Денежных накоплений и ценных бумаг он, будучи фаталистом, не имел никогда (зато его практически не затронули ни «павловская» реформа 1991 г., ни последующие банковские кризисы и дефолты, а также аферы «МММ» и иже с ним). Ходить на работу к определенному утреннему часу и каждый день выполнять одни и те же затверженные действия – отучила Академия, хотя случалось ему лет двадцать назад и продавцом в круглосуточных киосках подрабатывать. Некоторые надежды на удовлетворение хотя бы первичных нужд подавал Интернет. Но надежды эти так и остались надеждами – он привык к четко и конкретно поставленным задачам, а требования «сетевого маркетинга», «менеджмента» и рекламы оказались слишком расплывчатыми и неопределенными. То же относилось, оказывается, и к предполагаемой «зарплате». Задолженности по бытовым платежам и личные долги (что-то же он все таки ел, хоть и почти не ощущая вкуса, и даже пил, хотя запои практически прекратились; да и за Интернет нужно было платить) росли. Вокруг рушилась, приходила в упадок и видоизменялась до неузнаваемости привычная было ему страна, и нахрапистая новая, молодая, энергичная, но совершенно чуждая ему жизнь все настойчивее требовала освобождать жизненное пространство, которое и без того становилось для него все теснее. А внутри ширилась и разрасталась та же самая проклятая пустота: «А какой смысл?» «Какая разница?» - все чаще ловил внутренний слух проклятые «вечные вопросы».

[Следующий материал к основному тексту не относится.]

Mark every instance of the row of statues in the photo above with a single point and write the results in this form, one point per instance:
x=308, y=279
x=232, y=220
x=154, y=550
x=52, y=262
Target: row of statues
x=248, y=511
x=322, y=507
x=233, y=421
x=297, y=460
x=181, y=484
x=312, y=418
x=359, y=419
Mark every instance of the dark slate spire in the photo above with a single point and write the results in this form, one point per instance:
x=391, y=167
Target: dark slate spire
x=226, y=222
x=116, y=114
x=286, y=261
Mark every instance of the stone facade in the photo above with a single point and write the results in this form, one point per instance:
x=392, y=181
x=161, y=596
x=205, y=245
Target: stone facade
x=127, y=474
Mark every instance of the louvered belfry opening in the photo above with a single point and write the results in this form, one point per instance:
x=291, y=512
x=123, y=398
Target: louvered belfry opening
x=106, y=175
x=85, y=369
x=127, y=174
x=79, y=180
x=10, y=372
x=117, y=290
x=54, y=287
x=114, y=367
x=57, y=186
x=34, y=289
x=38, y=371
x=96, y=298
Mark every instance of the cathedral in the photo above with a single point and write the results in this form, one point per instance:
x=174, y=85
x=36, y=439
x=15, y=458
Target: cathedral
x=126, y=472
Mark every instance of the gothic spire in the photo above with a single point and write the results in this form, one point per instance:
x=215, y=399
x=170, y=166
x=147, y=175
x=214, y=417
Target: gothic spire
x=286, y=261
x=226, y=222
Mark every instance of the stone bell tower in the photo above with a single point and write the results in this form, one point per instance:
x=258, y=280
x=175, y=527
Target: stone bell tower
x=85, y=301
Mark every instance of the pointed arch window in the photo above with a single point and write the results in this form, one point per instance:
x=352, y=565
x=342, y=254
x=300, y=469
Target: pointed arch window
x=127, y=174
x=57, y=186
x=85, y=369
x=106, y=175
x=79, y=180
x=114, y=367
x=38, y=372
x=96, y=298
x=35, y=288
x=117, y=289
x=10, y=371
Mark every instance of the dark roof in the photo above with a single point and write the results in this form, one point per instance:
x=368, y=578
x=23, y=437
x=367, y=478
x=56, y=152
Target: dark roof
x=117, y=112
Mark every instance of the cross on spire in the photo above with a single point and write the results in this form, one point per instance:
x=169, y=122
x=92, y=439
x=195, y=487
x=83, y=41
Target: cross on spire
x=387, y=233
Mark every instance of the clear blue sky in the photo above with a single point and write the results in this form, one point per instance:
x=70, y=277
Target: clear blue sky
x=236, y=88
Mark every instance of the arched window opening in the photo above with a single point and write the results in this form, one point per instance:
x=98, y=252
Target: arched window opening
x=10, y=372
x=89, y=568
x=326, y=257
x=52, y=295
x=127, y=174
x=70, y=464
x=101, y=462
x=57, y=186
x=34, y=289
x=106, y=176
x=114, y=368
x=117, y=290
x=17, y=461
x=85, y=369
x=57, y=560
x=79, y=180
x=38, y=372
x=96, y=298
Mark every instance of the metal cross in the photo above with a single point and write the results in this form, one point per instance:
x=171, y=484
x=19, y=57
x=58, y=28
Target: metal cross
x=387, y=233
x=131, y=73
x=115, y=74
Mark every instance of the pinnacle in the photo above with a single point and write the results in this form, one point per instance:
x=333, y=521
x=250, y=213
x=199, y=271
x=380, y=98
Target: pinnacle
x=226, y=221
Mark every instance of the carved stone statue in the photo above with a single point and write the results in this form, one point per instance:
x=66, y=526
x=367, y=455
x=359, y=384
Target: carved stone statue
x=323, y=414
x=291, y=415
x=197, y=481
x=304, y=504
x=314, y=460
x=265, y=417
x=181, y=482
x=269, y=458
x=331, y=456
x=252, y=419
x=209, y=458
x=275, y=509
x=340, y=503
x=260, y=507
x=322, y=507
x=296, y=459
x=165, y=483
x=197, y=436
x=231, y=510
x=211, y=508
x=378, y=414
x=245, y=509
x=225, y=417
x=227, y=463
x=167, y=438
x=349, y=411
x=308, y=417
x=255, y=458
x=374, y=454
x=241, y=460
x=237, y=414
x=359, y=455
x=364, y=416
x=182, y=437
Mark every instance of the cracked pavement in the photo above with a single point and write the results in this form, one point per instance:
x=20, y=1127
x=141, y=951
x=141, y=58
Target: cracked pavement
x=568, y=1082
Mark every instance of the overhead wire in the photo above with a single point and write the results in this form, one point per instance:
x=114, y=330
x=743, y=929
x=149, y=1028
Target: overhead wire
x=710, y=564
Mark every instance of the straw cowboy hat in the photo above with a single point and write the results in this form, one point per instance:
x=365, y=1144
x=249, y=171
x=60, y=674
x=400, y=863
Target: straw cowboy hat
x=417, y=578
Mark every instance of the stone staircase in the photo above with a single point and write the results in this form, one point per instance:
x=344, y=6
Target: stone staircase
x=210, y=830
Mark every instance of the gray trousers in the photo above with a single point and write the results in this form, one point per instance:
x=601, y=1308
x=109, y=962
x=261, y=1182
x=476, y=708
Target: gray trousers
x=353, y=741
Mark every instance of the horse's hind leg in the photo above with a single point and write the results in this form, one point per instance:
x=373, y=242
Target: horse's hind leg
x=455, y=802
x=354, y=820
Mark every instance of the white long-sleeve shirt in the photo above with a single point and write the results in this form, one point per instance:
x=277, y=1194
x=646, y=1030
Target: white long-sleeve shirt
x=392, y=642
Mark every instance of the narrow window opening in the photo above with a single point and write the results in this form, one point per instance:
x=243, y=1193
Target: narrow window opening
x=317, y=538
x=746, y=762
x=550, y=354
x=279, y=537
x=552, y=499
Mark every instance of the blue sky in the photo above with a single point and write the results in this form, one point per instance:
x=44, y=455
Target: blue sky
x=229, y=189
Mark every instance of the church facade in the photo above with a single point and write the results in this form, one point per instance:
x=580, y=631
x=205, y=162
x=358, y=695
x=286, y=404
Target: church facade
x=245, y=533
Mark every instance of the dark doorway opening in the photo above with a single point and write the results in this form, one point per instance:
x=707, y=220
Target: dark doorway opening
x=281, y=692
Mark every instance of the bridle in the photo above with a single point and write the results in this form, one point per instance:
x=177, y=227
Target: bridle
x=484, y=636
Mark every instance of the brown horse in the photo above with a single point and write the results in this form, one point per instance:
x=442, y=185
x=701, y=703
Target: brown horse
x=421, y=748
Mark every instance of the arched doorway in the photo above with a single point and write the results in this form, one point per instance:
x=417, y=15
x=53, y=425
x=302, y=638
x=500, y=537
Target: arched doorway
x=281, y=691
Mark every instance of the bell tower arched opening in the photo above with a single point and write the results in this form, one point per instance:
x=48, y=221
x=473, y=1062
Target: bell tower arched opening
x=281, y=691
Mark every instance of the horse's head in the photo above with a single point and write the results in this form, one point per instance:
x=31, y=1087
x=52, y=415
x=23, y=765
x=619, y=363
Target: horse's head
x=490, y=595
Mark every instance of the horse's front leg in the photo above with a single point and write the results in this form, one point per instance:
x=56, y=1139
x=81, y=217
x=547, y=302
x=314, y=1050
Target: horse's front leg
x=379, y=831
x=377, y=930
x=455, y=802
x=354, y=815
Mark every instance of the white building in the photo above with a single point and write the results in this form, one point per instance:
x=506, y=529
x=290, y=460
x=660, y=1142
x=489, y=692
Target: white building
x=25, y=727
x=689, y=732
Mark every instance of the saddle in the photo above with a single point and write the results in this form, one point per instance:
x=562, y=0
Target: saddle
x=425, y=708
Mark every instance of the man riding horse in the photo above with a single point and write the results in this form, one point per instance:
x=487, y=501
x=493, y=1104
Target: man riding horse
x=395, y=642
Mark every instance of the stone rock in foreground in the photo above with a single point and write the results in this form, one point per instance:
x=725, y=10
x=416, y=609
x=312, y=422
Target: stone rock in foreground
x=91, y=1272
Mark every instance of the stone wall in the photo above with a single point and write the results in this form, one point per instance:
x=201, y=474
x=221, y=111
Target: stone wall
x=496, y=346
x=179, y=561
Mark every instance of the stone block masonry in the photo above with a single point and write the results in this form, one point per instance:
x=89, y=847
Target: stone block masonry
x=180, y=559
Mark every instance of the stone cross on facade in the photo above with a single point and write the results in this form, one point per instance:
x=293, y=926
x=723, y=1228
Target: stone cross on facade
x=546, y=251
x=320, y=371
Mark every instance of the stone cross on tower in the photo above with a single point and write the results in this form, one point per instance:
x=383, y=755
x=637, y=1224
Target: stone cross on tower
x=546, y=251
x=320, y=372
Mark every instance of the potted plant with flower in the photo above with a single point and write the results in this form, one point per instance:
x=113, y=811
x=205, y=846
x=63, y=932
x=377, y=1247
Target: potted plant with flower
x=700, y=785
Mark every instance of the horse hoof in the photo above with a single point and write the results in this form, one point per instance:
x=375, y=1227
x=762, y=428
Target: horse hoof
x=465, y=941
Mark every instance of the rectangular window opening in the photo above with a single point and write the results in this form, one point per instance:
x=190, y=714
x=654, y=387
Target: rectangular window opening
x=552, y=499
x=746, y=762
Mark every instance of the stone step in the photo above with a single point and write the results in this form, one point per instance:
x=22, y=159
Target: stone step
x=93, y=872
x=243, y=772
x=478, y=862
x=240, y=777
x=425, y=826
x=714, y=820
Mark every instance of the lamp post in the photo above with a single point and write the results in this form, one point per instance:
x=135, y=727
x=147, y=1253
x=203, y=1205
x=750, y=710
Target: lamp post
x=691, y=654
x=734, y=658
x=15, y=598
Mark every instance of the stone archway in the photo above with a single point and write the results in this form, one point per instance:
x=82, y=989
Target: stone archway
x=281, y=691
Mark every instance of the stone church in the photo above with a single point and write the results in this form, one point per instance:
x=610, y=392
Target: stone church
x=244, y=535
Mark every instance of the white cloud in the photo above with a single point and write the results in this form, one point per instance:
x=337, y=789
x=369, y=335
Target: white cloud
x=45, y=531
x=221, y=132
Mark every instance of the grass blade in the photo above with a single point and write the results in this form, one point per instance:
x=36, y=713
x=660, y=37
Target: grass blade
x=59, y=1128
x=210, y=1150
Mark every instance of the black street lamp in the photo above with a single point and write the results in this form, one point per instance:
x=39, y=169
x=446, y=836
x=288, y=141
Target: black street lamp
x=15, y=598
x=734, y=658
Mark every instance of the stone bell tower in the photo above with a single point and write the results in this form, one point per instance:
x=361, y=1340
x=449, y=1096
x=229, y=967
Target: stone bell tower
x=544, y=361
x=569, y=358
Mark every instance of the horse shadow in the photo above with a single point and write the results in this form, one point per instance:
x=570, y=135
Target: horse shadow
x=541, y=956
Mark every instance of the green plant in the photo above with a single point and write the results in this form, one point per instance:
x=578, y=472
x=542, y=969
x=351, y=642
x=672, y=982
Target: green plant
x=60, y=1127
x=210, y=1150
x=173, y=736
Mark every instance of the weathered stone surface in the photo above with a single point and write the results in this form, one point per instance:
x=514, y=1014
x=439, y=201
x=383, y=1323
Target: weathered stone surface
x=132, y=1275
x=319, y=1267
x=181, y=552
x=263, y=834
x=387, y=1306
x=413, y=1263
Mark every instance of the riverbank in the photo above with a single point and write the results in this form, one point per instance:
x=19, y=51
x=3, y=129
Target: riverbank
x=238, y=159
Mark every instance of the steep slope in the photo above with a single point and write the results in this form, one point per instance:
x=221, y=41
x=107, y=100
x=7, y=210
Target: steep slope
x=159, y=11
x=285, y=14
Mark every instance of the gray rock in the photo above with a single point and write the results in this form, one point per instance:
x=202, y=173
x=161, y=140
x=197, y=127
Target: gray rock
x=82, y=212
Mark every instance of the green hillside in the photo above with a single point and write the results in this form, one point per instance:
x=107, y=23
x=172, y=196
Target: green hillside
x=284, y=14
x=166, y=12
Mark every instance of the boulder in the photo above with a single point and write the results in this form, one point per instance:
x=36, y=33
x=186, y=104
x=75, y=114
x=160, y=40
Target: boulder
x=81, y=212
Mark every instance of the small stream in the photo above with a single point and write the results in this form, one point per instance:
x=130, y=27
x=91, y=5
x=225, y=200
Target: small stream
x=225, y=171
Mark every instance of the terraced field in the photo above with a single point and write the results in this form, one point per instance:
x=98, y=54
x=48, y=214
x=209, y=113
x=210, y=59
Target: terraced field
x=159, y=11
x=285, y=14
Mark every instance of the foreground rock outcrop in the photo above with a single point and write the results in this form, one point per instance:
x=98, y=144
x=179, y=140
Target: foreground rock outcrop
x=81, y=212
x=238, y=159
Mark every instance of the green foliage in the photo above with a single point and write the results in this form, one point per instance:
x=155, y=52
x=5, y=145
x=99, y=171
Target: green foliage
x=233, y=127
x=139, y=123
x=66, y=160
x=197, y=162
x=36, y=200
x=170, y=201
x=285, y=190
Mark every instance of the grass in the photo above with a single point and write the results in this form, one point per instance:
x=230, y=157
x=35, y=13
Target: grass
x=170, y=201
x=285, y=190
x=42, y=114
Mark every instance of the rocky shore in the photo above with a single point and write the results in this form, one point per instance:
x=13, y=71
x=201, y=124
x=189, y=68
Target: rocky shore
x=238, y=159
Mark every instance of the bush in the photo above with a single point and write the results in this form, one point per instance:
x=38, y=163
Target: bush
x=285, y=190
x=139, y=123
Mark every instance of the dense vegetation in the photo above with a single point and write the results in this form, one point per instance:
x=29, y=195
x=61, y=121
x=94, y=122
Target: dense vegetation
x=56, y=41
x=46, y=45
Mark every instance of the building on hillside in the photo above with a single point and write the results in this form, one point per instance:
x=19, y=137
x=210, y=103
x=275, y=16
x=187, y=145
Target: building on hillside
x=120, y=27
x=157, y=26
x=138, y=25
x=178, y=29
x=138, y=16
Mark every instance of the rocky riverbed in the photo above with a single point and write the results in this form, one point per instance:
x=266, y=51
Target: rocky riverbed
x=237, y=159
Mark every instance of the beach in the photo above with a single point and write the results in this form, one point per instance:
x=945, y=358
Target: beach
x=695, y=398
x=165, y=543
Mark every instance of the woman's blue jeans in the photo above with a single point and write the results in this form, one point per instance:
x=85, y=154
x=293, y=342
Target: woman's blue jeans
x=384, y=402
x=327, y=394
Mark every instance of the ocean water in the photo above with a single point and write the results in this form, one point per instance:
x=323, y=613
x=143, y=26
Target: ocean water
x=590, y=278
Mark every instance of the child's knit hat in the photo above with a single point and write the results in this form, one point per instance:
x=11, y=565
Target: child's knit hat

Лицедейство, наглость, пронырливость и изворотливость практически нищих бомжей и полубомжей, ухитряющихся выживать чуть ли не вместе с крысами, претили ему, хотя он давно научился изображать эмоции, которых вовсе не испытывал, даже если искренне хотел бы испытывать именно их. В таких случаях он включал в себе некую «кнопку», нужная эмоция начинала «звучать» в мозгу, порождая иногда любопытные эффекты. Но хватало этого до ближайшего сна, после чего он еще долго испытывал разбитость и еще бόльшую опустошенность. Так что, энергии, физической и психической, это потребовало бы слишком много – давящая усталость, которую он все чаще начинал чувствовать с самого утра, давно уже перешла в хроническую форму.

И тогда ему окончательно все надоело. Нет, вульгарный суицид – это не для него, слишком пошло. Кроме того, он боялся боли. Но все оказалось гораздо проще. Трудно было, как в поговорке, только первые семь дней. Потом сосущая боль в желудке и голодные рези постепенно сошли на нет, а отупевший без питания мозг как-то вдруг перестал принимать панические сигналы организма. Образ же переливающегося изнутри шара из дымчатого хрусталя-раухтопаза становился в мозгу все ярче и отчетливее, вспыхивая иногда нестерпимым сиянием, обещающим скорое освобождение.

…И вот он лежит ничком, подвернув под себя правую руку, а левую безвольно бросив вдоль скелета. Лежит и слушает, как медленно, по каплям, вытекает из него жизнь. Он умирает. Нет, он не был ранен, не был и особенно болен физически. Он, наконец, убит, и осознаёт это. Убит собственной жизнью.

…Последняя судорога свела икроножные мышцы, пальцы ног и рук, губы сами собой сложились в ироническую улыбку. Спи, дорогой. Может быть, в следующий раз тебе повезет больше…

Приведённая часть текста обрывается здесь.